After an initial burst of public concern around this issue, though, the Russian public’s engagement in the issue has waned. Back in 2010, the government dropped plans for a presidential palace for then-president Dmitry Medvedev after activists brought public attention to the environmental harms it would have caused. That kind of successful activism would be next to impossible now, because of the Russian government’s ever-tightening grip on the media and civil society, says Suren Gazaryan, a zoologist who led the campaign.
“I believe that [the public’s] environmental consciousness is actually lower in Russia as a result of years of propaganda framing environmental activists as agents of the West, taking orders from outside the country,” says Gazaryan, 39, who today received the Goldman Prize for his grassroots environmental activism. He spoke with Quartz via a translator. “The situation has gotten much worse. The previous success of our campaign on the Medvedev private resort—the local authorities weren’t then inclined to arrest people as much. Now they are more willing.”
That’s not mere speculation. After his work organizing rallies against the illegal seizure of forestland and documenting illegal construction, Gazaryan and a fellow activist were arrested in 2012 on what human rights groups say were trumped-up charges. Gazaryan fled to Estonia, where he was granted political asylum. (He now lives in Germany.)
The other activist, a geologist named Evgeny Vitishko, wasn’t so lucky. In February, he began serving three years in a penal colony, after a court reversed the 40-year-old’s suspended sentence following a separate arrest for swearing in public.
That was just before the Sochi Olympic Games, which the International Olympic Committee touted as a watershed moment for Russian environmentalism. “Green building standards have been created for the first time in Russia, and these are expected to be in use nationwide following the games,” an IOC spokeswoman told Al-Jazeera.

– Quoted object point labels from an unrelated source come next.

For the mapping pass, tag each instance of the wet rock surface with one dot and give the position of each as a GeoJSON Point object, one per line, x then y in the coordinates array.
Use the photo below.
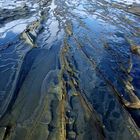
{"type": "Point", "coordinates": [69, 70]}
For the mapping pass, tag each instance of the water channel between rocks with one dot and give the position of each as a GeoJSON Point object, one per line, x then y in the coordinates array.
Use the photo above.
{"type": "Point", "coordinates": [69, 69]}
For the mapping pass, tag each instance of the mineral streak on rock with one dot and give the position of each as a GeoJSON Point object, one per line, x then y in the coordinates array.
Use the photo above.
{"type": "Point", "coordinates": [69, 70]}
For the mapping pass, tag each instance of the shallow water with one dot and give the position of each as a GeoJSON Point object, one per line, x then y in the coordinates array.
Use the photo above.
{"type": "Point", "coordinates": [67, 70]}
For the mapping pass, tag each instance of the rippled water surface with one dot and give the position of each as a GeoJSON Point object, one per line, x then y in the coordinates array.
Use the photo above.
{"type": "Point", "coordinates": [69, 69]}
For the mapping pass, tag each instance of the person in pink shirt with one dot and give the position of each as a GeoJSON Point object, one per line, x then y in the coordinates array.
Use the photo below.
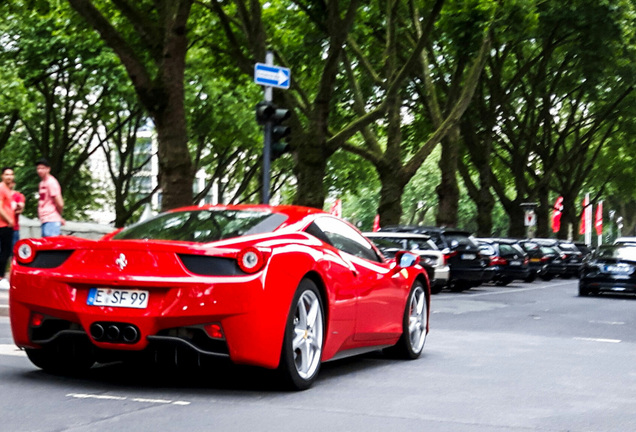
{"type": "Point", "coordinates": [18, 208]}
{"type": "Point", "coordinates": [50, 202]}
{"type": "Point", "coordinates": [6, 223]}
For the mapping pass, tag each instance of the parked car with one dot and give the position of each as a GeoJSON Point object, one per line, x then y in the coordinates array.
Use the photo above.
{"type": "Point", "coordinates": [610, 269]}
{"type": "Point", "coordinates": [467, 267]}
{"type": "Point", "coordinates": [584, 249]}
{"type": "Point", "coordinates": [281, 287]}
{"type": "Point", "coordinates": [507, 259]}
{"type": "Point", "coordinates": [626, 240]}
{"type": "Point", "coordinates": [571, 256]}
{"type": "Point", "coordinates": [430, 256]}
{"type": "Point", "coordinates": [545, 261]}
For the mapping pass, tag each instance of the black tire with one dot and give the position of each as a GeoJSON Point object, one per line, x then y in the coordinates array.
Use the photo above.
{"type": "Point", "coordinates": [437, 289]}
{"type": "Point", "coordinates": [414, 325]}
{"type": "Point", "coordinates": [67, 359]}
{"type": "Point", "coordinates": [458, 286]}
{"type": "Point", "coordinates": [584, 291]}
{"type": "Point", "coordinates": [306, 317]}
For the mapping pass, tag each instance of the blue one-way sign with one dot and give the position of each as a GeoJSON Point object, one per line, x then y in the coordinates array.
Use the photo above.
{"type": "Point", "coordinates": [273, 76]}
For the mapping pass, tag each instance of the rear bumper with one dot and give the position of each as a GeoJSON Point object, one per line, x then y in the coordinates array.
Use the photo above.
{"type": "Point", "coordinates": [174, 317]}
{"type": "Point", "coordinates": [507, 272]}
{"type": "Point", "coordinates": [613, 286]}
{"type": "Point", "coordinates": [477, 274]}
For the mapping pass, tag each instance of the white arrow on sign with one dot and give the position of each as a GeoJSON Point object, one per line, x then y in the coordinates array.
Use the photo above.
{"type": "Point", "coordinates": [274, 76]}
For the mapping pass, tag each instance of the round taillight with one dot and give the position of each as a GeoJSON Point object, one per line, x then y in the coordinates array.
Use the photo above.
{"type": "Point", "coordinates": [25, 252]}
{"type": "Point", "coordinates": [250, 260]}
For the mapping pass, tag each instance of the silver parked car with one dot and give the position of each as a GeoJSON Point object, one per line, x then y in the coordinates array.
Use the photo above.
{"type": "Point", "coordinates": [430, 256]}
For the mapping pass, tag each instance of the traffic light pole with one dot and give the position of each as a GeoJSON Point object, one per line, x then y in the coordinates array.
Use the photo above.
{"type": "Point", "coordinates": [267, 141]}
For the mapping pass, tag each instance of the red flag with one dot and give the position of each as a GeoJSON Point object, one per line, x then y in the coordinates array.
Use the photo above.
{"type": "Point", "coordinates": [336, 208]}
{"type": "Point", "coordinates": [598, 220]}
{"type": "Point", "coordinates": [586, 202]}
{"type": "Point", "coordinates": [556, 214]}
{"type": "Point", "coordinates": [376, 223]}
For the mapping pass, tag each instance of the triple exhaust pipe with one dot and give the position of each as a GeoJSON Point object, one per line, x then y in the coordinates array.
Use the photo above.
{"type": "Point", "coordinates": [114, 332]}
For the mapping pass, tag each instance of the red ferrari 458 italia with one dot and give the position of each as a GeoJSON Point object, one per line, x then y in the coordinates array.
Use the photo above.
{"type": "Point", "coordinates": [280, 287]}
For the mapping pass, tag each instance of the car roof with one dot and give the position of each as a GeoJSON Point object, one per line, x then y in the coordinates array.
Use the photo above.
{"type": "Point", "coordinates": [496, 240]}
{"type": "Point", "coordinates": [390, 234]}
{"type": "Point", "coordinates": [423, 228]}
{"type": "Point", "coordinates": [625, 239]}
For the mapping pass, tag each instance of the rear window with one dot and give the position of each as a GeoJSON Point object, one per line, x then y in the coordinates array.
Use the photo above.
{"type": "Point", "coordinates": [548, 250]}
{"type": "Point", "coordinates": [625, 253]}
{"type": "Point", "coordinates": [203, 225]}
{"type": "Point", "coordinates": [487, 250]}
{"type": "Point", "coordinates": [568, 247]}
{"type": "Point", "coordinates": [459, 239]}
{"type": "Point", "coordinates": [529, 246]}
{"type": "Point", "coordinates": [507, 250]}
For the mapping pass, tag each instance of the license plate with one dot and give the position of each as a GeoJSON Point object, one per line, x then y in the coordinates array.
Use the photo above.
{"type": "Point", "coordinates": [622, 269]}
{"type": "Point", "coordinates": [118, 298]}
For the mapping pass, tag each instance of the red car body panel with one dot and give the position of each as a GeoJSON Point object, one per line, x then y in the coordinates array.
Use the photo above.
{"type": "Point", "coordinates": [364, 301]}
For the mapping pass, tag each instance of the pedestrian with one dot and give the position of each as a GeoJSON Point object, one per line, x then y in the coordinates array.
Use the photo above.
{"type": "Point", "coordinates": [6, 223]}
{"type": "Point", "coordinates": [18, 208]}
{"type": "Point", "coordinates": [50, 202]}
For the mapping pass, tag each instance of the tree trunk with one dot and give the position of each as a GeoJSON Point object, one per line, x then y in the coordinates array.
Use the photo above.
{"type": "Point", "coordinates": [175, 164]}
{"type": "Point", "coordinates": [448, 190]}
{"type": "Point", "coordinates": [516, 213]}
{"type": "Point", "coordinates": [310, 168]}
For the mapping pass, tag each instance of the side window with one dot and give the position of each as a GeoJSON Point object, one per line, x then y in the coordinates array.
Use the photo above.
{"type": "Point", "coordinates": [345, 238]}
{"type": "Point", "coordinates": [506, 250]}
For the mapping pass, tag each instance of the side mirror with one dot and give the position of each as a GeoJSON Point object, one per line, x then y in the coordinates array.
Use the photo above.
{"type": "Point", "coordinates": [406, 259]}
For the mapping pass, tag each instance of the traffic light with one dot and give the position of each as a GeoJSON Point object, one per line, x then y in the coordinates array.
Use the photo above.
{"type": "Point", "coordinates": [273, 117]}
{"type": "Point", "coordinates": [279, 132]}
{"type": "Point", "coordinates": [264, 112]}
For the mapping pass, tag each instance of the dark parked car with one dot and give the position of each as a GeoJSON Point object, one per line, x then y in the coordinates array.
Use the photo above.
{"type": "Point", "coordinates": [545, 261]}
{"type": "Point", "coordinates": [431, 258]}
{"type": "Point", "coordinates": [507, 259]}
{"type": "Point", "coordinates": [570, 255]}
{"type": "Point", "coordinates": [585, 249]}
{"type": "Point", "coordinates": [611, 269]}
{"type": "Point", "coordinates": [467, 267]}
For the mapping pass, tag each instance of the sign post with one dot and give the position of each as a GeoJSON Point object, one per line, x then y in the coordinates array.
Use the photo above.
{"type": "Point", "coordinates": [529, 218]}
{"type": "Point", "coordinates": [269, 76]}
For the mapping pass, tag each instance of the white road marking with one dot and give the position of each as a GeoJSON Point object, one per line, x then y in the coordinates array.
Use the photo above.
{"type": "Point", "coordinates": [599, 340]}
{"type": "Point", "coordinates": [608, 322]}
{"type": "Point", "coordinates": [508, 290]}
{"type": "Point", "coordinates": [10, 349]}
{"type": "Point", "coordinates": [121, 398]}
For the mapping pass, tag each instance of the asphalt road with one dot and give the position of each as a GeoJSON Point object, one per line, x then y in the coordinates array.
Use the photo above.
{"type": "Point", "coordinates": [527, 357]}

But environmentalists and the United Nations documented large-scale destruction of wetlands, river valleys and 2,000 hectares (5,000 acres) of untouched forests, all done legally after the Russian government’s reversal of laws limiting construction in national parks. That reversal opened up Russia’s pristine forests—the habitat of hundreds of endangered species—to the construction of ski resorts and mining operations. And, of course, the vast vacation retreats for top government officials, the majority of which Gazaryan says flout environmental law. They also beggar the imagination.
“These aren’t homes—they’re palaces,” says Gazaryan. The style of these private resorts can offer a glimpse of the officials behind them, Gazaryan says. For instance, Putin supporters prefer a look that is “kind of baroque,” importing architects, materials and workers from Italy in order to emulate “Italian palazzi.”
While the damage these holiday homes are doing to biodiversity is alarming, so too is the damage to Russia’s sputtering environmental consciousness, says Gazaryan. These land grabs have cut off public access to forest and shoreline that had been protected as national parkland. “People are losing a sense of connection to these areas,” he says. “So they no longer feel like it’s their responsibility to protect these lands. It’s no longer a part of their heritage.”